Wenn die Menschheit vorher unbekannte neue Sünden erfindet, schickt Allah auch vorher unbekannte Drangsal (Imam Musa al-Kazim (a.))

Die deutsche Ausgabe

Die Rechte für die deutsche Ausgabe der "Satanischen Verse" hatte der Verlag Kiepenheuer & Witsch gekauft. Reinhold Neven Du Mont, Entscheidungsträger beim Verlag, stornierte die deutsche Ausgabe nach dem Urteil gegen Rushdie und begründete dies mit der Angst um die Gesundheit der Verlagsmitarbeiter. Dafür mußte er sich herbe Kritik von Autoren wie Enzensberger anhören. Doch wurde seine Entscheidung eine Art Befreiungsschlag für die deutsche Politik. Es wurde Zeit gewonnen - Zeit, um möglicherweise zu einer gegenüber den Muslimen würdigen Haltung zu gelangen. Allerdings wurde diese Zeit nicht sinnvoll genutzt.

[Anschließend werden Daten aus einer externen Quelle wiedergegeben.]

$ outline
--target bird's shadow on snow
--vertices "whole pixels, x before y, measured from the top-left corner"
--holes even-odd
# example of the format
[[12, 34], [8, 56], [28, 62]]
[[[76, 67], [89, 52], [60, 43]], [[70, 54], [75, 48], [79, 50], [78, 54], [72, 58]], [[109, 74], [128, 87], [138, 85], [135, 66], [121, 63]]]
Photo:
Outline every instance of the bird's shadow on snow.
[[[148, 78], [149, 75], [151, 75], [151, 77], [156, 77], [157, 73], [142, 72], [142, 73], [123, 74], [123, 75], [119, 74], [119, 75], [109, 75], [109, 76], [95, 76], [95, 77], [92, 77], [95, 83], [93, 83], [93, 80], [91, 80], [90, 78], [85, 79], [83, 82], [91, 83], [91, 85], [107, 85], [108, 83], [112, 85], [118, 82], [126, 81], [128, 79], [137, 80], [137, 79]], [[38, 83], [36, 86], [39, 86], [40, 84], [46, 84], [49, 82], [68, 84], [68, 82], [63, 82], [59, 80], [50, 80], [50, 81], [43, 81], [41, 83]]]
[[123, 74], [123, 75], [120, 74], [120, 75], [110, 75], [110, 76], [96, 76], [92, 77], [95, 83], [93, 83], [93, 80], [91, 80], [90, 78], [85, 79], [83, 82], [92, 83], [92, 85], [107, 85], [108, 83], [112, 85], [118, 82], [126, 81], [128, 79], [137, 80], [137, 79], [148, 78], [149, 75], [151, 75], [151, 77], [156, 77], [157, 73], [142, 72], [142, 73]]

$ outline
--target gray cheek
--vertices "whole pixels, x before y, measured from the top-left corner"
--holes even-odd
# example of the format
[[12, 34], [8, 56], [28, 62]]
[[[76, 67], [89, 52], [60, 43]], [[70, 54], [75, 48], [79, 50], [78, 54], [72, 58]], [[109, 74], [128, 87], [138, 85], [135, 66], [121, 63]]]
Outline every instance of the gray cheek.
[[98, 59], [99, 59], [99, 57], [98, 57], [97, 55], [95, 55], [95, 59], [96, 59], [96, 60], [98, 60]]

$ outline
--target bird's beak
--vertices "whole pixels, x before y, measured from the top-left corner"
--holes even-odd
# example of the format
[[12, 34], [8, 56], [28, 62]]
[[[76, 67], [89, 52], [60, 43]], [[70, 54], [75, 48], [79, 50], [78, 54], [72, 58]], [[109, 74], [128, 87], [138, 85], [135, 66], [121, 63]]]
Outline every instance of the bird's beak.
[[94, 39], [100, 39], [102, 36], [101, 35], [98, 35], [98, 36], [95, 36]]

Nach erster Verwirrung und einigem hin und her hatten sich über 90 deutsche Verlage gefunden, die ursprünglich nach eigenen Angaben im Herbst 1989 die deutsche Übersetzung herausbringen wollten; und zwar rechtzeitig zur Frankfurter Buchmesse. Die Gemeinschaft der Verlage gründete einen neuen Verlag mit dem Namen "Verlag Artikel 19". Der Name bezieht sich auf den Meinungsfreiheitsartikel in der Allgemeinen Erklärung der Menschenrechte. "Zeitgleich bringt Bertelsmann den Rushdie-Roman als Buchclub-Ausgabe heraus" (Stern 29.6.89).

Das Buch befand sich im September 1989 bereits außerhalb Deutschlands im südlichen Europa im Druck. Nach dem Druck wurde die Auflage vorerst in ein Nachbarland Deutschlands transportiert und dort deponiert. Die Veröffentlichung der deutschen Ausgabe auf der Frankfurter Buchmesse wurde Wochen vor der Messe storniert. Die Veranstalter sowie die Verantwortlichen der Stadt befürchteten einen Anschlag. Um hinreichende Schutzmaßnahmen treffen zu können, hätte das Gelände noch viel aufwendiger abgeriegelt und bewacht werden müssen, als es ohnehin der Fall war. So viel war den Verantwortlichen das Buch Rushdies wiederum auch nicht wert. So wurde die Veröffentlichung noch einmal verschoben.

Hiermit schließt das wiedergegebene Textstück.